Scan results should contain the input parameters, because the
transmission parameters can change any time (not included in any
official frequency sheet of the provider) and because some parameters
vary slightly with environmental influences (e.g. DVB-S frequency - i've
heard of that a lot and there's code to handle it in dvb_frontend.c, but
is it actually true?) and some might be read back too imprecisely to be
usable with a different chipset (e.g. symbol rate).

> If you specify an explicit value incorrectly (not auto) and it still
> works, that is a driver bug which should be fixed.

It's not possible to manually specify every single parameter or every
combination of parameters (i.e. some AUTO, some not) with all devices.

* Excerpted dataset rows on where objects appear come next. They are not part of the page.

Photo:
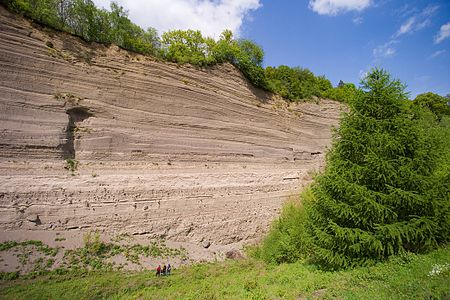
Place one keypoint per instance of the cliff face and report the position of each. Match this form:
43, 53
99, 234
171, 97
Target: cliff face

If you want to catch this, you'd have to compare the data read back to
the data from userspace to clear the lock status on mismatch, even if a
valid TS is being received. This would be worse, in my opinion. How much
tolerance would you allow for parameters that aren't enums, e.g.
frequency and symbol rate?

Albeit, DVB-SI data isn't perfect and misconfiguration at the
transmitter happens (e.g. wrong FEC values), especially where most of
the parameters are signaled in-band (e.g. TPS for DVB-T). It's a better
user experience if the reception continues to work, even if the user
didn't specify AUTO.

I'd rather understand non-AUTO parameters that way: "Try these first,
but if you want and if you can, you're free to try other parameters."

After all, most of the users tune to a mux in order to acquire a lock
and not to prove that there's no signal.